There’s a reason why the Pumpkins have been around since 1988, and the Pumpkins PNE show proved this.
The set was a well-balanced blend of all the best aspects of their career. Starting off with an energized performance of “Doomsday Clock” (the debut track from their latest album, Zeitgeist), the band rocked out with “Zero” and “Bullet with Butterfly Wings,” among other quintessential Pumpkins tunes. It was the best of the past and the present, from “Down” and other Rotten Apples songs to, surprisingly enough, “Ava Adore” and “To Sheila” from their most experimental album Adore.
While Corgan was missing his iconic Zero shirt, his long-sleeved, striped replacement made us all remember the heavy psychedelic roots of the band, tossing everyone around in a cathartic cloud of the past, present and future. I also particularly liked the fact that original band members James Iha and D’arcy Wretzky were replaced by another female bassist and Asian guitarist.
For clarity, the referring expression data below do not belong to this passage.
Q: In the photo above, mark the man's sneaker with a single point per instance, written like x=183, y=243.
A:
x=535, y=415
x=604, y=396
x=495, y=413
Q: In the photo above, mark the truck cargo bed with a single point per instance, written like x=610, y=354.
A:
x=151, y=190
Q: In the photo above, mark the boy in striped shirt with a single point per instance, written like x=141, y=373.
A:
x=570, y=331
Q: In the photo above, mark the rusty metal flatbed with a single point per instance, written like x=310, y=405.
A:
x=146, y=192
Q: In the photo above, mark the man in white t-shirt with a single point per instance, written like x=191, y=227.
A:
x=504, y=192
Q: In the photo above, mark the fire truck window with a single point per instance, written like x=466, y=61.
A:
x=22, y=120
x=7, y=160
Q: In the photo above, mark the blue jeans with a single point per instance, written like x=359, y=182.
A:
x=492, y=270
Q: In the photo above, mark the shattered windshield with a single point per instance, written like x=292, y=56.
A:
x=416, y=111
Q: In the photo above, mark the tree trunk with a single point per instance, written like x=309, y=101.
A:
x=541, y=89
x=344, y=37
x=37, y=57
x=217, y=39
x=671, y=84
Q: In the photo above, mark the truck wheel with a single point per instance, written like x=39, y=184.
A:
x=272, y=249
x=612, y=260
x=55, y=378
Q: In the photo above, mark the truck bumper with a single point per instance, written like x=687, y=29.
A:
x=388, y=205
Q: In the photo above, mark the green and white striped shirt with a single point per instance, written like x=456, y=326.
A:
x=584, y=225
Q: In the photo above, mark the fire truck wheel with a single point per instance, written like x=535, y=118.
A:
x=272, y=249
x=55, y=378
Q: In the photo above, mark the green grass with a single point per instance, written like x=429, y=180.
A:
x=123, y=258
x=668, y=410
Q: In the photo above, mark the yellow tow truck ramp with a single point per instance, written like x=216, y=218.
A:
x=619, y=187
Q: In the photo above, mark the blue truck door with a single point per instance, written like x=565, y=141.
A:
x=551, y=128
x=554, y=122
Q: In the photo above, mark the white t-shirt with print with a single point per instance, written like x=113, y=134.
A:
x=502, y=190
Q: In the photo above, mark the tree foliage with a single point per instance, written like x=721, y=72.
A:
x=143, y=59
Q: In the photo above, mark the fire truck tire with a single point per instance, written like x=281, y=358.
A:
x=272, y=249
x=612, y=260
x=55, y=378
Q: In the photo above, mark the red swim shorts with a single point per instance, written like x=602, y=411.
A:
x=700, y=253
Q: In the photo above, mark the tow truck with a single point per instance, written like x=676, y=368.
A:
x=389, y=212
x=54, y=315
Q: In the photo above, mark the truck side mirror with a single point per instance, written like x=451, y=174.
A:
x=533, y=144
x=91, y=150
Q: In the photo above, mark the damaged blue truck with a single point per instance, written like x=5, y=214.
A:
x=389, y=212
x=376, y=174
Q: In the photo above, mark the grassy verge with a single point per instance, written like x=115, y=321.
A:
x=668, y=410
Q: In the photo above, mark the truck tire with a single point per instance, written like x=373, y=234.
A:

Did he think nobody would notice?
Live, the Pumpkins reminded concertgoers that, as an album, Zeitgeist explores many conceptions of nationality—particularly those in the U.S.—and the alienation that comes with an individual being attached to certain values and meanings based on locality. It’s for this reason that the album is so monumental. Phenomenologist philosopher Georg Hegel described a “spirit of the time” as a single historical figure representing all aspects and values of that period, and eventually when such meanings are overturned, another zeitgeist comes to be. Tracks such as “For God and Country” look at this phenomenological dialectic and describes how everything—including music—is a subject to this temporality.